Les élections municipales de 1990 ont plébiscité le FIS dans de nombreuses communes (principalement dans les grandes villes du pays), bénéficiant ainsi d’un vote sanction à l’encontre de plus de dix ans de gestion désastreuse du FLN. S’en suit alors une série de mesures antisociales et anti-progrès (fermeture de salles de cinéma, afghanisation sociale, violence à l’encontre des femmes, etc.). Sous la pression du mouvement islamiste, Chadli a dû organiser des élections législatives en décembre 1991, qui encore une fois avaient offert une
large victoire au 1er tour du FIS. Malgré le retour de certains historiques comme Aït Ahmed (FFS) et Ben Bella (MDA), aucune force politique n’a pu mobiliser les nombreux abstentionnistes pour faire barrage au FIS lors du 2e tour en janvier 1992. C’est dans ces circonstances que l’Armée nationale populaire a dû intervenir (à juste titre d’ailleurs) pour mettre fin au processus électoral. Plongeant ainsi le FIS dans la clandestinité et la radicalisation. Jouant le rôle d’allié objectif de la frange bourgeoise du régime, le FIS (pro-libéral) a été d’une aide non négligeable à l’achèvement du processus de démantèlement du secteur public économique algérien. D’ailleurs, profitant du chaos de la guerre civile (plus de 200 000 morts au final), certains se sont empressés d’aller quémander au FMI les fonds de la honte nécessaires à la survie de leur entreprise. Enterrant ainsi tous les espoirs et les attentes d’une nation.

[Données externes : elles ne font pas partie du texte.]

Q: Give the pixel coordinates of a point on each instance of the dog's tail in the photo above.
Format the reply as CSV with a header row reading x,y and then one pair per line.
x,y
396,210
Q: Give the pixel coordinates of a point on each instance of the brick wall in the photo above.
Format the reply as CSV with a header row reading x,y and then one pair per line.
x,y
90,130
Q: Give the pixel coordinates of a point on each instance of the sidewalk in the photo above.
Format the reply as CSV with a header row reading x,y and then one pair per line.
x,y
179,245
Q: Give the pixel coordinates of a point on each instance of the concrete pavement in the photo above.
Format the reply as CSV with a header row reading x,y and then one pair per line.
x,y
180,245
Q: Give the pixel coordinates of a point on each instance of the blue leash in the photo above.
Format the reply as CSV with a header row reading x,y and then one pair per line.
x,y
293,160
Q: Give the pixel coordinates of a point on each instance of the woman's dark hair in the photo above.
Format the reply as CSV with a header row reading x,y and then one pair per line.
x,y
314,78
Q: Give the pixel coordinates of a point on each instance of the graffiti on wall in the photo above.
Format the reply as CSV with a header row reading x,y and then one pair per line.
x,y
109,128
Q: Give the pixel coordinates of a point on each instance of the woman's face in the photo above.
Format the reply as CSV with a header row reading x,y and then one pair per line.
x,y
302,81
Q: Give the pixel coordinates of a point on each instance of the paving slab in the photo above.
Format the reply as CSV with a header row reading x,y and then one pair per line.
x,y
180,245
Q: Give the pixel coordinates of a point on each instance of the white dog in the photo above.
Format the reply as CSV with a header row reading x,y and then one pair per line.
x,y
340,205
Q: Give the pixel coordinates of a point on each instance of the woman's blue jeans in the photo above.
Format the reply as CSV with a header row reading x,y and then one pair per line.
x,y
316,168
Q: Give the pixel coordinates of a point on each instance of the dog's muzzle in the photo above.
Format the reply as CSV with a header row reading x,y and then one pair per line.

Le plan d’ajustement structurel et les dévaluations successives du dinar ont été d’une violence inouïe vis-à-vis des travailleurs et de l’économie nationale, allant jusqu’à bafouer et à remettre en cause une souveraineté nationale chèrement acquise. Le président H. Boumediene (1932-1978) ne manquait pas une occasion de rappeler que la souveraineté nationale passait inéluctablement par la souveraineté économique ! De ce fait, personne ne doit ignorer que l’ancienne et la nouvelle bourgeoisie algérienne constituent une bourgeoisie compradore, dans le sens où elles ne produisent rien, ne créant aucune richesse, mais qui tirent uniquement leurs profits de l’import-import. Transformant ainsi l’Algérie en un grand bazar de débouchés pour la camelote occidentale.
Où va l’Algérie ?7 
L’Algérie actuelle s’est «débarrassée» tant bien que mal des spectres qui la hantaient. Après la tempête, vient le calme disent les relativistes. Mais les séquelles sont toujours là après trente-trois ans de destruction, puis de chaos, et maintenant de pillage sans merci. La paix civile s’est réinstallée peu à peu, mais la rue gronde toujours, et les traumatismes sont dans la tête de chaque citoyen. La croisade contre les islamistes obscurantistes a laissé des séquelles qui resteront indélébiles chez beaucoup d’entre nous. Mais le mal le plus profond demeure toujours et encore dans l’absence totale d’un projet de société cohérant à long terme, qui permettra au pays de relever la tête et de renouer avec son prestige d’antan. La belle santé financière dont jouit actuellement l’Algérie grâce à une flambée des prix des hydrocarbures a permis d’atténuer artificiellement les répliques post-guerre civile. Mais le pays navigue encore à vue, et son gouvernement continue de parachever le processus de destruction et de privatisation de ce qui subsiste encore d’embryon industriel. L’Algérie d’aujourd’hui importe plus qu’elle n’exporte (hors hydrocarbures) et consomme plus qu’elle ne produit. En l’absence de stratégie industrielle et agricole sérieuse, le pays est encore loin de la sortie de crise. Les tenants du secteur privé sont dans l’incapacité de faire face aux défis sociétaux majeurs, probablement par étroitesse d’esprit, par cupidité ou encore par un cruel manque de volonté d’entreprendre. Ceci n’est pas nouveau, et c’est ce qui fait la spécificité de la bourgeoisie nationale, préférant le gain facile et rapide, à la création réelle de richesses.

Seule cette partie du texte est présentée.